Zo zijt gij dan niet meer vreemdelingen en bijwoners, maar medeburgers der heiligen en huisgenoten Gods. Dat waren zij eertijds, vreemdelingen, vreemdelingen van God, vreemdelingen van Christus, vreemdelingen van de Heilige Geest en

van de genade en van de verbonden Zijner belofte. Vreemdelingen ook van het gebed en van de toegang tot God. Dat is toch een vreselijk ding, als iemand God niet kent, als iemand niets afweet van de genade, als èn de Heere Jezus èn de Heilige Geest onbekend voor iemand zijn. Dan kan hij niet bidden en al zou hij ook bidden, dan heeft hij toch geen toegang bij God. En dan heeft hij ten slotte ook zelf geen toegang bij God. Dan komt hij in ziekte en nood voor een gesloten deur en dan vindt hij uiteindelijk bij God de deur op het nachtslot. Vreemdelingen —

En bijwoners. Daartoe kon een heiden het bij Israël brengen. Voegde hij zich bij Israël, ja dan mocht hij in het voorhof der heidenen komen, maar verder ook niet.
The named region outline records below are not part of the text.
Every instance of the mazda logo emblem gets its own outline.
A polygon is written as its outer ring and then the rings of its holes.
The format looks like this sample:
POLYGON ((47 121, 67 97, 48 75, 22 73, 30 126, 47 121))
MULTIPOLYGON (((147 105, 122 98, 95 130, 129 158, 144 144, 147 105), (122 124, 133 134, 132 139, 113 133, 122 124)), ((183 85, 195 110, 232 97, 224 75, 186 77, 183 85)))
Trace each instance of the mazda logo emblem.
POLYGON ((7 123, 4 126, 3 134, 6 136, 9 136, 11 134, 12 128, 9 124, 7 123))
Tenslotte kon men alleen worden proseliet der poort, bijwoner staande aan de poort van Israël, en ook kon hij worden proseliet der gerechtigheid, die door veel onderwijs en afzwering van het heidendom bij Israël kon worden ingelijfd. Maar bijwoner, dat was toch zijn naam. Wat is dat erg, lezer, als iemands hart naar de dingen Gods uitgaat, en hij voelt zich toch altijd als een bijwoner, zo een die toch nooit voor vol wordt aangezien. Wat voelen die mensen dat. En voor de mensen is dat nog te dragen, maar nu ook het gevoel te hebben: ik ben een bijwoner bij God. Het is met mij niet wat het wezen moet. Ik behoor er eigenlijk maar zo half bij. Staande aan de poort. O, dat kent u misschien ook. Een hart, dat uitgaat naar de dingen Gods en geen toegang te vinden.

Maar nu, door Christus, in Christus, niet meer vreemdelingen, niet meer bijwoners. Dat , , niet meer" sluit een droef verleden af en het opent een heerlijk heden en een heerlijke toekomst. Maar medeburgers der heiligen. Door Christus, door de Heilige Geest, door het geloof niet alleen een toegang tot God, maar ook geheel burgerrecht verkregen, opgenomen in de gemeente der heiligen, opgenomen in de gemeenschap der heiligen. Een medeburger heeft evenveel recht als elke andere burger. Denk u dat in. Evenveel recht als de Jacob van Pniël, evenveel recht als de David van Psalm 32, evenveel recht als de Paulus van Damascus. Medeburger der heiligen, een verzoend en geheiligd zondaar opgenomen in de schare der heiligen en ook zelf als een heilige aangemerkt en te boek staande. Opgenomen in die schare, die zalig wordt. Een burgerrecht ontvangen in de kerk hier beneden en ook in de kerk daar boven.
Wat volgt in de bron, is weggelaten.